Pale Butterwort is the key plant at Bohemia as this is it’s only island station but in addition we are working to conserve the bryophyte community and we’ve been able to commission the first full survey of this group for nearly 10 yrs thanks to funding from the Environment Agency, this info and the management advice that comes with it will be invaluable in helping us to tweak and fine-tune management next year. Round-leaved sundew and cotton grass are two other important bog species severely restricted on the island but doing well here and which both will we hope spread into the new areas created this winter.
We are also managing the site for its invertebrates and in particular for its hemiptera; the key species we found on the site last year is Paradelphacodes paludosa, notable wetland species and new to the Isle of Wight.

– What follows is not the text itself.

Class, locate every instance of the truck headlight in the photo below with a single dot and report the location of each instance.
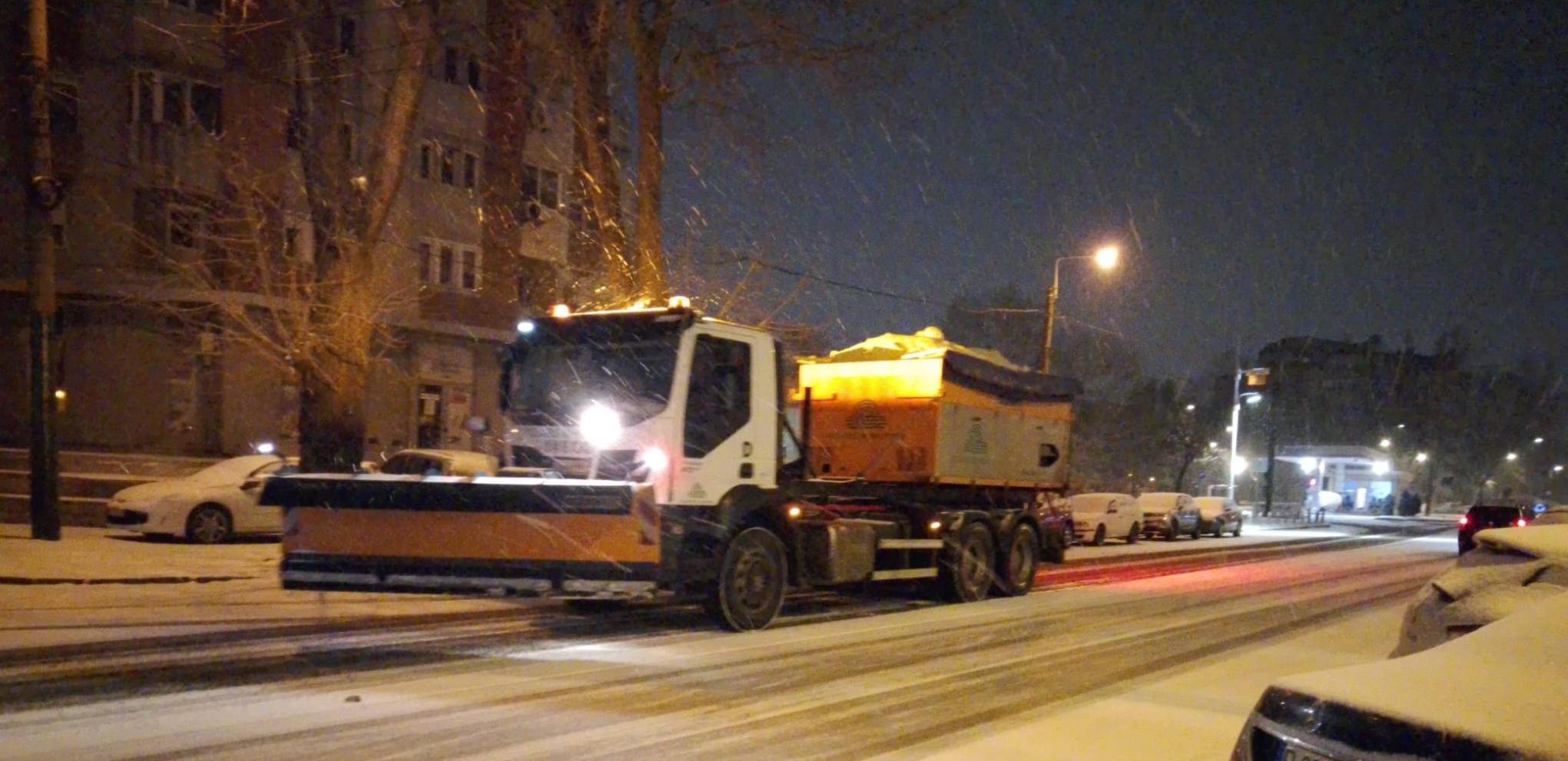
(599, 425)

Bohemia Bog (a Site of Importance for Nature Conservation) is one of the most important botanical sites of the Island, reminiscent of a New Forest wetland and home to species found nowhere else here on the Island. It is a transition mire perched on a hillside near Godshill. Gift to Nature has worked here with the landowner, Environment Agency, wildlife trust and IW BAP partnership since 2002 and it is no exaggeration to say that this work has saved the site. The bog itself is tiny, perhaps 0.1 ha set in a paddock of 5 ha and was gradually disappearing under bramble and gorse scrub to the extent that grazing animals could no longer keep it in check and priority plant species were declining at an alarming rate.
We have cleared back overgrowth, set up fencing for grazing control, and begun to extend the bog by uncovering its margins. Gift to Nature arrange annual monitoring and occasional public walks. Gift to Nature will continue to manage the bog to preserve the fantastic wildlife while maximising the carbon storage potential. Better management of bogs is believed to help reduce greenhouse gas emissions. Bogs store carbon and prevent it entering the atmosphere as carbon dioxide. But they need to be managed well to increase the carbon storage potential and minimise emissions of methane. It seems that there is more carbon in British bogs than the forests of Britain and France together.